Todos contuvieron la respiración, nerviosos y expectantes, vacilaban entre el príncipe y el joven poeta. Ibn Wahbun volvió a sentarse, lentamente, apretando la copa con ambas manos contra su pecho, y exclamó con voz reverente:

—¡Vaya príncipe! ¡Su generosidad me derriba!

Antes de que los demás pudieran salir de su pasmo, el poeta se puso en pie de un salto —la copa ya no era más que un objeto sin valor colgando de su mano—, se colocó frente al príncipe y se puso a cantar un himno de alabanza.

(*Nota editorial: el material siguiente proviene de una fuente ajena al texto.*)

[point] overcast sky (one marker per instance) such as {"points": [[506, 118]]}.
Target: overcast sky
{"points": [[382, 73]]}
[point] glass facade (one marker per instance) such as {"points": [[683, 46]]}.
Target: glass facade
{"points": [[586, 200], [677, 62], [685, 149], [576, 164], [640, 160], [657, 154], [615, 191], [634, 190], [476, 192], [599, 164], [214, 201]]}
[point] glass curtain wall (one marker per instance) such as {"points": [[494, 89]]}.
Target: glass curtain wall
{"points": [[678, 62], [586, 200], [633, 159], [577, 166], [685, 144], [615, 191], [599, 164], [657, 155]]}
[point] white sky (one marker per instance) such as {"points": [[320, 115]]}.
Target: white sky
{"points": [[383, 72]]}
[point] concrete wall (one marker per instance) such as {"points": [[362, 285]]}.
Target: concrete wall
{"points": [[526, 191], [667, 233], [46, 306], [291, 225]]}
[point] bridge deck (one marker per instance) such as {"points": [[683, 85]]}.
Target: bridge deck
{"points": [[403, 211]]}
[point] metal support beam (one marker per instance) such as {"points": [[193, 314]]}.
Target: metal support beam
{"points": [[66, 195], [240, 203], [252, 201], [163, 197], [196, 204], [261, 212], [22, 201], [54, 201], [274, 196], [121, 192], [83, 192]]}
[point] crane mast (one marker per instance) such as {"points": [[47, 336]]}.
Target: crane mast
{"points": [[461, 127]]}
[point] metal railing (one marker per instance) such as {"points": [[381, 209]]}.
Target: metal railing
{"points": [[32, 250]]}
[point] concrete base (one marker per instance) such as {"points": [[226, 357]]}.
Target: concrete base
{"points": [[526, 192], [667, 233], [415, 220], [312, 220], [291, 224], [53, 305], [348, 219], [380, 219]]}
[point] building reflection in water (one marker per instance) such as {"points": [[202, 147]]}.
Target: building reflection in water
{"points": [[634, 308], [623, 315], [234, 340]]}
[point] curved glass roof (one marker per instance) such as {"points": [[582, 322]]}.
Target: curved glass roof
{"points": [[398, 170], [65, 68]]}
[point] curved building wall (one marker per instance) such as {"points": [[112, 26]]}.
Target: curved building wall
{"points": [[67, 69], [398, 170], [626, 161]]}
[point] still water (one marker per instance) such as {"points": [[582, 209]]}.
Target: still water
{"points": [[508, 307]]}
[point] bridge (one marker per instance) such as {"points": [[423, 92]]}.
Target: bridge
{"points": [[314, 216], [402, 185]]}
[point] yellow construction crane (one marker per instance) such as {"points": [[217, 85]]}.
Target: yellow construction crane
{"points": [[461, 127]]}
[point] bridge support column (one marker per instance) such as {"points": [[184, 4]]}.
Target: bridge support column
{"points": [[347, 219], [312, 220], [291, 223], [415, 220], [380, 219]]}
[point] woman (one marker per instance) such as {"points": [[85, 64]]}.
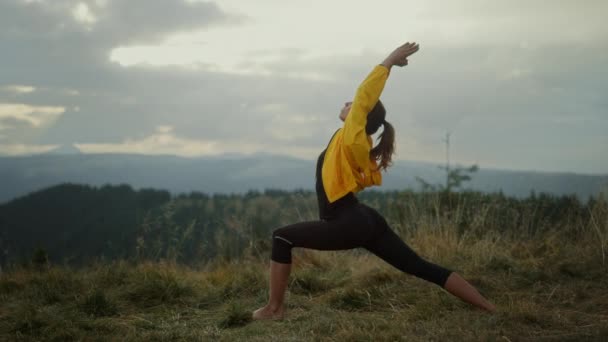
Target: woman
{"points": [[348, 165]]}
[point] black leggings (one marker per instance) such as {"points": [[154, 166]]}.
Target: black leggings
{"points": [[355, 226]]}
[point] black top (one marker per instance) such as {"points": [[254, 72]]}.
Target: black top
{"points": [[328, 210]]}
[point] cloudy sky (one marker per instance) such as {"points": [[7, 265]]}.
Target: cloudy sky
{"points": [[520, 84]]}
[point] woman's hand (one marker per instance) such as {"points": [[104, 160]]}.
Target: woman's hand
{"points": [[400, 55]]}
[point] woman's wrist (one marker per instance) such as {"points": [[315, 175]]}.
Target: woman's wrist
{"points": [[388, 63]]}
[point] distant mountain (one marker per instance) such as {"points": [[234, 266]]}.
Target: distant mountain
{"points": [[239, 174]]}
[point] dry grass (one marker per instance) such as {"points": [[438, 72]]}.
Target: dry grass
{"points": [[547, 287]]}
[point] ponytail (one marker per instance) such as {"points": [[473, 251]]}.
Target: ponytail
{"points": [[383, 152]]}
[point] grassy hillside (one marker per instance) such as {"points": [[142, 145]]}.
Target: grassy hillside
{"points": [[548, 285]]}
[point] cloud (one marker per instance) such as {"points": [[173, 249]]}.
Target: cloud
{"points": [[36, 116], [24, 149], [496, 74], [18, 89]]}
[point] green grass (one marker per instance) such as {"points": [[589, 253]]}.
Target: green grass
{"points": [[547, 287]]}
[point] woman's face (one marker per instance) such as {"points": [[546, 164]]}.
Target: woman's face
{"points": [[345, 110]]}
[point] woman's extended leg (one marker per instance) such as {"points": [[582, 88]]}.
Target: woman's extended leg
{"points": [[275, 309], [391, 248]]}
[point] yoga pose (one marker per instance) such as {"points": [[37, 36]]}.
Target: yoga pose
{"points": [[348, 165]]}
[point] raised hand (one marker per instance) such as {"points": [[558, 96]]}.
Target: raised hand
{"points": [[400, 55]]}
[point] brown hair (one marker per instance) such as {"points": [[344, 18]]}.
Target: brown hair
{"points": [[383, 152]]}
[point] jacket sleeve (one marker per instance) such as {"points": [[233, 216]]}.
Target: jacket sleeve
{"points": [[355, 137]]}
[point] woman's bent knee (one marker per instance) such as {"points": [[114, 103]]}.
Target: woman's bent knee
{"points": [[281, 247]]}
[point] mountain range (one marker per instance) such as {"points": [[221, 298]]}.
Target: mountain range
{"points": [[241, 173]]}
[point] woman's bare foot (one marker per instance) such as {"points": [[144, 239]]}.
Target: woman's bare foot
{"points": [[267, 312]]}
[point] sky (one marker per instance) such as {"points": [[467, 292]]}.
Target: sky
{"points": [[519, 85]]}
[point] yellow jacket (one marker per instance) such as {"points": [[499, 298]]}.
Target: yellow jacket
{"points": [[347, 166]]}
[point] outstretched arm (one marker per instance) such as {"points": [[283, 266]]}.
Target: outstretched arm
{"points": [[368, 93], [400, 55]]}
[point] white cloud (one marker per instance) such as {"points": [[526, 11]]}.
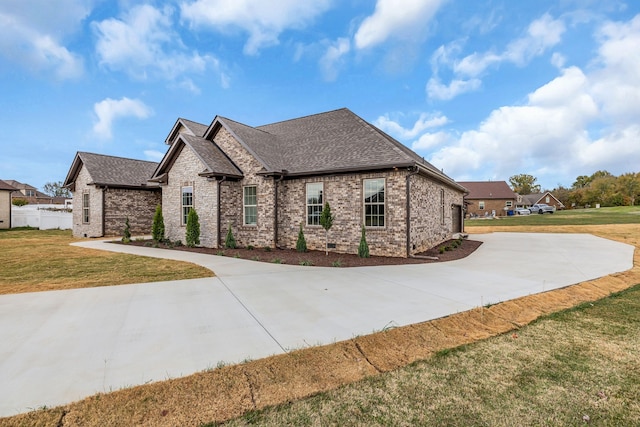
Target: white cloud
{"points": [[263, 20], [437, 90], [575, 124], [542, 34], [390, 19], [109, 110], [424, 122], [32, 34], [143, 44], [332, 58]]}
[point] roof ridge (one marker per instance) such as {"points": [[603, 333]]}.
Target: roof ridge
{"points": [[303, 117], [115, 157]]}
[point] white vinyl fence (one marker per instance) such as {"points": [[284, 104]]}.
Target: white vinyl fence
{"points": [[44, 217]]}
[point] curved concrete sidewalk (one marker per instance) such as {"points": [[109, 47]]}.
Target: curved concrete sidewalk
{"points": [[61, 346]]}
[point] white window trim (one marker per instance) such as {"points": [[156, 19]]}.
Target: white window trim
{"points": [[384, 203], [86, 207], [183, 214], [316, 205], [245, 206]]}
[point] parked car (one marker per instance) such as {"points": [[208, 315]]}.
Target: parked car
{"points": [[542, 208]]}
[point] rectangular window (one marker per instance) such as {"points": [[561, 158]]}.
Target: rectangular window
{"points": [[314, 203], [250, 205], [442, 206], [85, 208], [374, 202], [187, 203]]}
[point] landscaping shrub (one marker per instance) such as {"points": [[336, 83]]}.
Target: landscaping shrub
{"points": [[193, 229], [301, 244], [363, 248], [230, 241], [157, 229]]}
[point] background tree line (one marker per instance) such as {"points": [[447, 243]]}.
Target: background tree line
{"points": [[600, 188]]}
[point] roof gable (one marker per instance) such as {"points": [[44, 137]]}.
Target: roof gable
{"points": [[111, 171], [488, 190]]}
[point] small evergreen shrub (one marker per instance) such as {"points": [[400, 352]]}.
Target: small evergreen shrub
{"points": [[193, 229], [301, 244], [157, 228], [126, 237], [230, 241], [363, 248]]}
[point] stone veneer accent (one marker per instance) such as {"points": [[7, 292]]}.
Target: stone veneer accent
{"points": [[137, 205], [344, 192], [184, 172]]}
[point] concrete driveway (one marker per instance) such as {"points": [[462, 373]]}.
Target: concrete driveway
{"points": [[61, 346]]}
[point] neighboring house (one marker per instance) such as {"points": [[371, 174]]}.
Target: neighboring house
{"points": [[5, 204], [527, 200], [32, 195], [266, 181], [107, 190], [489, 198]]}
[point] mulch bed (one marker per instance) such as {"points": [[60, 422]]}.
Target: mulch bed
{"points": [[319, 259]]}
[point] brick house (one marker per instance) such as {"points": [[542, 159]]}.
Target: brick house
{"points": [[107, 190], [5, 204], [265, 181], [532, 199], [32, 196], [488, 198]]}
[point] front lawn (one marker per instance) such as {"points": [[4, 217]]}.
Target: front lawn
{"points": [[35, 260], [616, 215]]}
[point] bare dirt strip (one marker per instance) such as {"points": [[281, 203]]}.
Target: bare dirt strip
{"points": [[228, 392]]}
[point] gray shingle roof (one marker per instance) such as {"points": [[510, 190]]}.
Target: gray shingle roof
{"points": [[488, 190], [335, 141], [214, 159], [112, 171]]}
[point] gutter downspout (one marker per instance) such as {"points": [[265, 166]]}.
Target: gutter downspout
{"points": [[219, 220], [408, 208], [275, 209]]}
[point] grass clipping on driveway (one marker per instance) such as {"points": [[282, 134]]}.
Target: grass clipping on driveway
{"points": [[580, 363], [35, 260]]}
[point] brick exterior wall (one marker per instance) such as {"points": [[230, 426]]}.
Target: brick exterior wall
{"points": [[431, 213], [344, 192], [137, 205], [184, 172], [94, 227], [490, 205], [5, 209]]}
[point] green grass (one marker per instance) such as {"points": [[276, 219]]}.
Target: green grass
{"points": [[616, 215], [582, 361], [33, 260]]}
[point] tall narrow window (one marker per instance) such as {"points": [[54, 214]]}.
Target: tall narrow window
{"points": [[187, 202], [442, 206], [374, 212], [250, 205], [314, 203], [85, 208]]}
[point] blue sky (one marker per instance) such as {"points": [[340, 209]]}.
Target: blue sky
{"points": [[483, 89]]}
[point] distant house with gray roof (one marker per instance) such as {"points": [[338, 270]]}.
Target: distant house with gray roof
{"points": [[264, 182], [5, 204], [107, 190]]}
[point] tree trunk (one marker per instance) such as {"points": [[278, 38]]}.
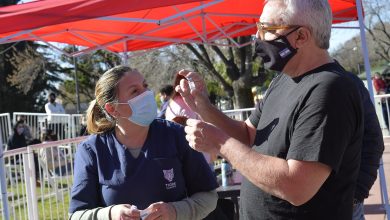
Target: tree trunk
{"points": [[243, 97]]}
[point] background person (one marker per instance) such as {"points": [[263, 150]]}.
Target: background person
{"points": [[54, 122], [177, 109], [165, 97], [131, 158], [17, 139]]}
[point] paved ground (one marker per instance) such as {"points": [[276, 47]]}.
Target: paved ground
{"points": [[373, 208]]}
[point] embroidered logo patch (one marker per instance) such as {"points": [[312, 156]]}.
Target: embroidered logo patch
{"points": [[169, 175]]}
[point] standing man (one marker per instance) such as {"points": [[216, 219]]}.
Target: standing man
{"points": [[165, 96], [300, 149], [52, 107], [54, 122]]}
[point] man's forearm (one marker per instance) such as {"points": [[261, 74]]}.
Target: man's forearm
{"points": [[234, 128], [293, 181]]}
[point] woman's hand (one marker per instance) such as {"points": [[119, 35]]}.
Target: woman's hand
{"points": [[161, 211], [124, 212], [204, 137]]}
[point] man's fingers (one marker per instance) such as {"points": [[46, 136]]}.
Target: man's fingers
{"points": [[192, 122]]}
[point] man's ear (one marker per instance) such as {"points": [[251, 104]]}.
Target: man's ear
{"points": [[110, 109], [303, 37]]}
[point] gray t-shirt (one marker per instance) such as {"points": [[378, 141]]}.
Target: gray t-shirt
{"points": [[314, 117]]}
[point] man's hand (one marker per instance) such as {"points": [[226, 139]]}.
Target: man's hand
{"points": [[124, 212], [205, 137], [161, 211]]}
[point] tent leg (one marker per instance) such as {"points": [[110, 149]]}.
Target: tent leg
{"points": [[3, 186], [367, 67]]}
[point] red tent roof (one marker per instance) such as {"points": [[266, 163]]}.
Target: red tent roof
{"points": [[134, 25]]}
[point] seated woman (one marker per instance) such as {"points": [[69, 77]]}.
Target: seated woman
{"points": [[177, 109], [134, 164]]}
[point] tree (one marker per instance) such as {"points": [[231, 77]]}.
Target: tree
{"points": [[25, 73], [89, 68], [378, 27]]}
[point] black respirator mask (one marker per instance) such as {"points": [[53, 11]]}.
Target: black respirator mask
{"points": [[275, 53]]}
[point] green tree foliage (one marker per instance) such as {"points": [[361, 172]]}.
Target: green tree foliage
{"points": [[232, 68], [25, 73]]}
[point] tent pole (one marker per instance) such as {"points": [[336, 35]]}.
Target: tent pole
{"points": [[76, 82], [3, 183], [367, 67], [125, 56]]}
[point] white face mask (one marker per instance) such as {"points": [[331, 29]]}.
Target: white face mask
{"points": [[162, 100], [144, 109]]}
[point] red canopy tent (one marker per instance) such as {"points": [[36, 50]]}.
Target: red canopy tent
{"points": [[121, 26], [137, 25]]}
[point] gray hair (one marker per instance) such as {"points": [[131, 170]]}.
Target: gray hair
{"points": [[314, 14]]}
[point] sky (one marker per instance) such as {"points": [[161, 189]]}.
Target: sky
{"points": [[340, 36]]}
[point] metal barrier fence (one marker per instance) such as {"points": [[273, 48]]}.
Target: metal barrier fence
{"points": [[38, 179], [5, 128]]}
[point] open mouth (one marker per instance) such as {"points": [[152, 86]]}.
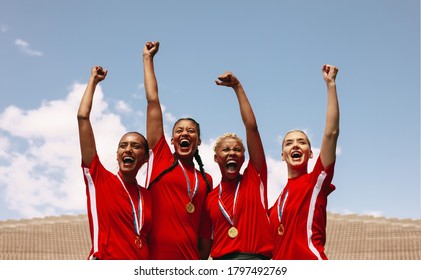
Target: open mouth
{"points": [[128, 160], [184, 143], [231, 165], [296, 155]]}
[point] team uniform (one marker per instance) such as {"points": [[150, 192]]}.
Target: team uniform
{"points": [[298, 217], [175, 232], [242, 205], [114, 208]]}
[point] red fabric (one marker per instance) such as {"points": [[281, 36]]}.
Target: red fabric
{"points": [[174, 234], [304, 216], [251, 218], [111, 216]]}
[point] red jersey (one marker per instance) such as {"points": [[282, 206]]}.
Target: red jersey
{"points": [[298, 217], [245, 203], [111, 215], [175, 232]]}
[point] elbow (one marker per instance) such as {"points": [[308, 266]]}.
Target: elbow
{"points": [[82, 117], [332, 134]]}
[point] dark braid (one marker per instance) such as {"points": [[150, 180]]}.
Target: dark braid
{"points": [[196, 156], [202, 170]]}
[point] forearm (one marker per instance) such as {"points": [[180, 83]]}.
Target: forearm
{"points": [[151, 84], [332, 112], [85, 106], [246, 111]]}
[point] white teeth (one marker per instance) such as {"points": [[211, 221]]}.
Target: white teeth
{"points": [[184, 143], [128, 159]]}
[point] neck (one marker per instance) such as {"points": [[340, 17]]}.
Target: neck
{"points": [[187, 162], [294, 173], [128, 178]]}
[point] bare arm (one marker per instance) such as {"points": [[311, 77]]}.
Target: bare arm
{"points": [[154, 121], [254, 142], [331, 133], [86, 134]]}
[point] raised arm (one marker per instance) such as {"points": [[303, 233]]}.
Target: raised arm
{"points": [[154, 121], [331, 133], [86, 134], [254, 142]]}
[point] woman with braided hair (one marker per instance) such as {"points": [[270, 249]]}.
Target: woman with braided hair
{"points": [[178, 190]]}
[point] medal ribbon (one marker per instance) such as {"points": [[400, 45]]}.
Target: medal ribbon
{"points": [[281, 204], [196, 184], [222, 206], [138, 222]]}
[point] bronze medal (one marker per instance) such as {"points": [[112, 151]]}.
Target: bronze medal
{"points": [[281, 230], [138, 242], [190, 207], [232, 232]]}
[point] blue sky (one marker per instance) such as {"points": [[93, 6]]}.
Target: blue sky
{"points": [[276, 49]]}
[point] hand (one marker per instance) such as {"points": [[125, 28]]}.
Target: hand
{"points": [[329, 73], [150, 48], [227, 79], [98, 73]]}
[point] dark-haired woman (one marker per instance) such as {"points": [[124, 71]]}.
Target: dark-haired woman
{"points": [[238, 206], [177, 188], [119, 210]]}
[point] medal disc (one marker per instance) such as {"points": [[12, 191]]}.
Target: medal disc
{"points": [[190, 207], [232, 232], [138, 242], [281, 230]]}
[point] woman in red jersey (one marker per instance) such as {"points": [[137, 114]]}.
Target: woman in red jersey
{"points": [[178, 190], [238, 207], [119, 210], [298, 217]]}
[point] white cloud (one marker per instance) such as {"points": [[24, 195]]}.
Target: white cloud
{"points": [[45, 178], [123, 107], [26, 49]]}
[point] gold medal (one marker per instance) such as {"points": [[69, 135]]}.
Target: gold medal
{"points": [[232, 232], [281, 230], [138, 242], [190, 207]]}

Su voz azotaba el salón como un viento huracanado, sus versos tenían la fuerza de un torrente, que arrasa todo a su paso. Todo lo anterior quedó olvidado. ¿La desfachatada impertinencia de sus palabras? Olvidada. ¿Su desvergonzada codicia? Ya tan sólo una sombra lejana en el recuerdo. El que hablaba ahora era un poeta capaz de hechizar con las palabras, cuya pasión era tan fuerte que lo envolvía todo.

Pues tuya es la fama, príncipe mío,

mas la fama es pasajera,

y como un corcel, espantadiza.

Sólo el poeta le pone las riendas

y la lleva colina arriba,

sólo mis versos, príncipe mío, te hacen inmortal.

Por ello a ti están consagrados.

Ibn Ammar vio que al–Mutamid se acomodaba en su asiento, enderezando los hombros bajo el ímpetu de los versos de Ibn Wahbun y asumiendo una postura forzadamente regia, como queriendo mostrarse digno de esos himnos de alabanza. Su cólera se había aplacado hacía ya un buen rato, la expresión de ofendida arrogancia de su rostro había dejado paso a un complacido orgullo, su borrachera parecía haberse disipado por completo.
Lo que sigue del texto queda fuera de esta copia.